Used to override EntityProxy.merge in investigraph.__init__.py

Source code in investigraph/logic/export.py
def proxy_merge(self: E, other: E) -> E:
    """
    Used to override `EntityProxy.merge` in `investigraph.__init__.py`
    """
    return merge(
        make_entity(self.to_dict(), StatementEntity),
        make_entity(other.to_dict(), StatementEntity),
        downgrade=True,
    )

Metadata

Location for the resulting dataset metadata, typically called index.json. Again, as investigraph is using fsspec (see above), this can basically be anywhere:

config.yml

load:
  index_uri: s3://my_bucket/<dataset>/index.json

command line

investigraph run ... --index-uri sftp://username:password@host/<dataset>/index.json

command line

investigraph run ... --entities-uri ...

export.index_uri

Uri to output dataset metadata. Can be anything that fsspec understands.

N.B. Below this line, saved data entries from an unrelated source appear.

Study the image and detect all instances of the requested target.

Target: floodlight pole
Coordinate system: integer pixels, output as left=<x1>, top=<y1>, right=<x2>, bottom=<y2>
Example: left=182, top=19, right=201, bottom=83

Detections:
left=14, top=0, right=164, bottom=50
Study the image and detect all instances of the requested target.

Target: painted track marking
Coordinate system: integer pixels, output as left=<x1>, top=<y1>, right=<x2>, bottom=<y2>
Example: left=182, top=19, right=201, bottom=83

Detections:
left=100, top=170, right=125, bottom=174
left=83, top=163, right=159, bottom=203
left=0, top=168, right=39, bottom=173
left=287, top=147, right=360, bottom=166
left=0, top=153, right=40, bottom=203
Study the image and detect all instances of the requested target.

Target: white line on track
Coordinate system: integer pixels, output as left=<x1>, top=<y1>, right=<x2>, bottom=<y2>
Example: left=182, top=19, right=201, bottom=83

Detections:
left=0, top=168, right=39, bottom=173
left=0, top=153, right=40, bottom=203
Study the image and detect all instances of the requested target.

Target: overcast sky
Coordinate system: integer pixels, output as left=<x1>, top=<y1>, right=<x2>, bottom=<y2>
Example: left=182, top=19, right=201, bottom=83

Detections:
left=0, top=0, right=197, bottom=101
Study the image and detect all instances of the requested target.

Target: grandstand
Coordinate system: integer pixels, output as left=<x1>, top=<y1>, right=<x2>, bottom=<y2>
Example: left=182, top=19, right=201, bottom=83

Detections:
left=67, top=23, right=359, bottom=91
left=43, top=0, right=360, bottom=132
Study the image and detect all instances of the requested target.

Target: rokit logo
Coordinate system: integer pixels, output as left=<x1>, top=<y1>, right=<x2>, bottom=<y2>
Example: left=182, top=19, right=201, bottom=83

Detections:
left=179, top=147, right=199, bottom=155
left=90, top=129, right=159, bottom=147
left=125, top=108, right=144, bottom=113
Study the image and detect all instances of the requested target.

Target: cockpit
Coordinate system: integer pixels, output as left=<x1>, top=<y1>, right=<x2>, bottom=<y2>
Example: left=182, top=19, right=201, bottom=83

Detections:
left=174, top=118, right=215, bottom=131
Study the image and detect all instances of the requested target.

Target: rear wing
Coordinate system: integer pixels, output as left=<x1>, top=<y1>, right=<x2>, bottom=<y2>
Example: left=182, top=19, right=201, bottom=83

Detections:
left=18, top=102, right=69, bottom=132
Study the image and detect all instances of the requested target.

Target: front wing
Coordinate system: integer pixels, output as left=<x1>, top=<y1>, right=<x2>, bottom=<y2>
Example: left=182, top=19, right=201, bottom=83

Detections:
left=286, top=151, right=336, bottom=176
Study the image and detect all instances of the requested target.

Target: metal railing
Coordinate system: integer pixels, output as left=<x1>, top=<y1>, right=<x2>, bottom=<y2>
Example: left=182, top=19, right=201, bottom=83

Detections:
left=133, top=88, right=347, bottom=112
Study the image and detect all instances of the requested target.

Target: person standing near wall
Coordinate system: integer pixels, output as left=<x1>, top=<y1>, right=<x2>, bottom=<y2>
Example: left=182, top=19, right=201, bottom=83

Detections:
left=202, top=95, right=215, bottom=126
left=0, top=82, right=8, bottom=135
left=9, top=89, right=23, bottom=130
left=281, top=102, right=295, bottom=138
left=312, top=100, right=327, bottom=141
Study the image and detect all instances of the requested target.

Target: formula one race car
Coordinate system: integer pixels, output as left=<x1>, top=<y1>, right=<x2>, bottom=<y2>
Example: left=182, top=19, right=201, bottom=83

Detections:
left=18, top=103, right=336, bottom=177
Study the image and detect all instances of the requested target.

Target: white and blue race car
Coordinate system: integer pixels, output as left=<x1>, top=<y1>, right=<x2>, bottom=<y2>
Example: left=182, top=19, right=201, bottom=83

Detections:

Example: s3://<bucket-name>/<dataset-name>/index.json

Default: ./data/<dataset-name>/index.json

export.entities_uri

Uri to output transformed entities. Can be anything that fsspec understands, plus a SQL endpoint (for use with followthemoney-store)

Example:

  • s3://<bucket-name>/<dataset-name>/entities.ftm.json
  • postgresql://user:password@host:port/database

Default: ./data/<dataset-name>/entities.ftm.json